Her body went lax, her arms tightening around him as if she could draw him ever closer. Still he kissed her, long and deep and thoroughly, until a whimper rose soft from her throat and she arched into him, her body knowing what it wanted, her brain along for the ride.
He pulled her gown from her shoulders, taking a breast in his mouth, tonguing her flesh until her nipples puckered, and she moaned, wet and aching; any lingering reservations swept under by the torrent of her racing desires.
“I could get used to being wicked,” she whispered, fumbling with his breeches, impatient for sinful and sweet and scorching hot. For David in all his ruthless, heartbreaking splendor. “If you’d let me.”
“My pleasure, sweet Callista.”
His hand stole beneath her shift to caress a thigh, raising shivers as it passed. A brush of his fingers at the junction of her legs quickened her blood to boiling, and she gasped, eyes locked on his face. His expression bore a dangerous intensity as his hand teased and caressed. Tears pricked her eyes.
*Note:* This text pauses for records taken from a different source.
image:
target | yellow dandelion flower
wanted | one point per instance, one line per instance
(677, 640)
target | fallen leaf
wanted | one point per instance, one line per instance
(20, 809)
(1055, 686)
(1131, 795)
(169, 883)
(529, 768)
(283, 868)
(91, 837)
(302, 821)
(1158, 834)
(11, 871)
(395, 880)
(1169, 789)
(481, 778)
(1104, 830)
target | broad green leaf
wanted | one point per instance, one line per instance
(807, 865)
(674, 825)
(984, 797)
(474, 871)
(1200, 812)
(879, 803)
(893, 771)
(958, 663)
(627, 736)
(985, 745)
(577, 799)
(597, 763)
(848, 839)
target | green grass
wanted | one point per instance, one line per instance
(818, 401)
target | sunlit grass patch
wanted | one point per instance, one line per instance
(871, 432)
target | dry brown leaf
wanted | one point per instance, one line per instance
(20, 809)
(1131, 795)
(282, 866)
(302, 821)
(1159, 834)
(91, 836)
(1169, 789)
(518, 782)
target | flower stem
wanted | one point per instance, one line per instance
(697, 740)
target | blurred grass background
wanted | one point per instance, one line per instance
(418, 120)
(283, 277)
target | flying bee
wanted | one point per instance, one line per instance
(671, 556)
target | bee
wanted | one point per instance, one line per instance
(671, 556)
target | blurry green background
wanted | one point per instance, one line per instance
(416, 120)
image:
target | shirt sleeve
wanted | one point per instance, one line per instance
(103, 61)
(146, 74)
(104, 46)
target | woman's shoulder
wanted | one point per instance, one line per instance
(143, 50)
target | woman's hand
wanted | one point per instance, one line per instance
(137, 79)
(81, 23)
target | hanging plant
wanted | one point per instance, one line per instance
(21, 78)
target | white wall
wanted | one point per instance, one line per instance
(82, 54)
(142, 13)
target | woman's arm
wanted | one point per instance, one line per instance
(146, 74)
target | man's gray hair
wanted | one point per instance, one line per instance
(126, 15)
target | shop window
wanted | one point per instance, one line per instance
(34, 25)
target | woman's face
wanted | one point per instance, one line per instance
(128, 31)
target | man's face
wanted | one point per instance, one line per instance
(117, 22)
She needed him. Needed skin and sweat and fiery kisses and bone-melting caresses. She needed to feel him inside her, moving slow and steady. This was what the songs and stories spoke of; this wild forbidden exhilaration as her heart pounded in her chest, and complete bliss was a kiss, a stroke, a thrust away.
“Callista . . . are you . . .”
“Yes, gods yes,” she gasped, guiding him within her.
He filled her as muscles yielded, nerves jumped, and her pulse roared in her ears. A stinging pain shot from her womb to her brain, and she caught back a quick breath, but then it was gone and there was only sweet coiling heat and a fierce, unrelenting urgency. He withdrew only to plunge deep once more, but this time she met his assault with her own, lifting her hips, the raw friction of their joining sending stars flashing across her vision and scorching every vessel in her body.
David gasped, his muscles hardening to granite, sweat sheening his face. She felt the moment he surrendered, as he drove into her in a final rush of release. She tightened around him, his explosion dragging her into the same spiraling ecstasy. She cried out, and felt herself falling, the steel in his eyes rushing to meet her.
The sky brightened from slate to pearl as dawn approached. Already, David smelled the smoke from Lettice’s cookfire and heard the first stirrings of early risers. Soon the sun would rise, Oakham and the others would wake, life would resume as if nothing had changed.